Most of the paintings in Gideon Rubin’s sixth solo exhibition with Hosfelt Gallery were selected from work made for an exhibition at the Freud Museum in London. As source material, Rubin — an Israeli living in London whose work always refers to found images — mined photographs illustrating a serialized English-language edition of Mein Kampf that was published in 1939, the same year that Rubin’s grandparents, like Sigmund Freud, fled Europe to escape Nazi persecution.
Rubin’s characteristic manner of painting – with his subjects reduced to a few adept brushstrokes in a minimal color palette — renders his imagery simultaneously straightforward and ambiguous. They read like a flash of memory at the point of fading completely, a dream, or a history known only through re-telling.
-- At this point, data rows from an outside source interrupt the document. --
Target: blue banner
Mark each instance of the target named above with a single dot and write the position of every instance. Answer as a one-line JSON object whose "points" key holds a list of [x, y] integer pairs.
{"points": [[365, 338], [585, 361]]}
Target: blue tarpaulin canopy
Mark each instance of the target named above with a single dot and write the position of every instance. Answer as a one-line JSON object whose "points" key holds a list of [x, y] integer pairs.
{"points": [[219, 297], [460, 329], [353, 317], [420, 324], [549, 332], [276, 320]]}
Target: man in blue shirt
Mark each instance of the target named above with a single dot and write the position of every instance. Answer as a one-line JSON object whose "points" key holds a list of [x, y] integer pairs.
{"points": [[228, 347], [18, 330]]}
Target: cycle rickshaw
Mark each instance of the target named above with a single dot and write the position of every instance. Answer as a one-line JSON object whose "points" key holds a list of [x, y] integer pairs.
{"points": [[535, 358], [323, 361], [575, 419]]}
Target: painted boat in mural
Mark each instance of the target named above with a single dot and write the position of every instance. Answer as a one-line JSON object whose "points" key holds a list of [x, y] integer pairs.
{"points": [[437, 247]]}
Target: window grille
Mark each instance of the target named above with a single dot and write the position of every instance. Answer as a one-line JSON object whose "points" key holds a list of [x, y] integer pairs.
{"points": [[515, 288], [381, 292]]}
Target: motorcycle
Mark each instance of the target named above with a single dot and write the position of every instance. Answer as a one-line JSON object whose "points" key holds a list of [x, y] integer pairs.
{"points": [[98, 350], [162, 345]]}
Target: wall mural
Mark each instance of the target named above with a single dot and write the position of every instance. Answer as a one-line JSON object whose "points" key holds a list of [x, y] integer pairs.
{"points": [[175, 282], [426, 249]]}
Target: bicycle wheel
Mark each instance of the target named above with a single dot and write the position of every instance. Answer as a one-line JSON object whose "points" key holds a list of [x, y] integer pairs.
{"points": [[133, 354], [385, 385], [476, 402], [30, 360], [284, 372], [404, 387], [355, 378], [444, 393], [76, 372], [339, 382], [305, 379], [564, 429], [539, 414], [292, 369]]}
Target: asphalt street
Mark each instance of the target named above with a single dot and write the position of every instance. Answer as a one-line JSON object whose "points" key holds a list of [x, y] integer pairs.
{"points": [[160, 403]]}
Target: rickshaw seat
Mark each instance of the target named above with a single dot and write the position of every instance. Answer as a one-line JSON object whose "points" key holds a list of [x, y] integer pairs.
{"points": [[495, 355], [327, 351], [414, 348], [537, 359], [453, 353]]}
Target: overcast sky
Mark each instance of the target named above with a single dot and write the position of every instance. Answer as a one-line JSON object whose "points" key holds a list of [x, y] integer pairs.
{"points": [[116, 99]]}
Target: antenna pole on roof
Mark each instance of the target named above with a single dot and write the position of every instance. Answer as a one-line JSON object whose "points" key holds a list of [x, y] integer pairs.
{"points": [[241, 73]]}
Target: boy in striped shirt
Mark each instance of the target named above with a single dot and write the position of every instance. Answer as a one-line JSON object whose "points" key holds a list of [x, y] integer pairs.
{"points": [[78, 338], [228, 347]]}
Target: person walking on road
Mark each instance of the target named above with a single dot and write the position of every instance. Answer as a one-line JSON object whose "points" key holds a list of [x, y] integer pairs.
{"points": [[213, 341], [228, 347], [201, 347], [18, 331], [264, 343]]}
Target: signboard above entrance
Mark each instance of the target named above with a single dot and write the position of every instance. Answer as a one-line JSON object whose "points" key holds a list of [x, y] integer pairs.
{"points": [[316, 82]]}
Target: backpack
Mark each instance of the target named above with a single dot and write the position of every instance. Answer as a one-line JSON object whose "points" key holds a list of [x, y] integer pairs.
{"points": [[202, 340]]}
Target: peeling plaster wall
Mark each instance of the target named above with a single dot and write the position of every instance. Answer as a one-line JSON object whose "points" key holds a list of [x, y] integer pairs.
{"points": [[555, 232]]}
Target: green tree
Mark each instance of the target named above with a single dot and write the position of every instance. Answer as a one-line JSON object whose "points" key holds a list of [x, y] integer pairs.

Other paintings in this exhibition refer to Andrei Tarkovsky’s 1975 experimental film, The Mirror, a non-linear, autobiographical masterpiece known for the poetry of its cinematography. Central to the work of the three — Freud, Tarkovsky and Rubin — is the slipperiness of human memory and the importance of seeking clues in the past to decipher and resolve the issues of the present.
Gideon Rubin was born in Tel Aviv, Israel, and lives in London. He received his MFA from Slade School of Fine Art, University College, London. His work has been exhibited extensively internationally.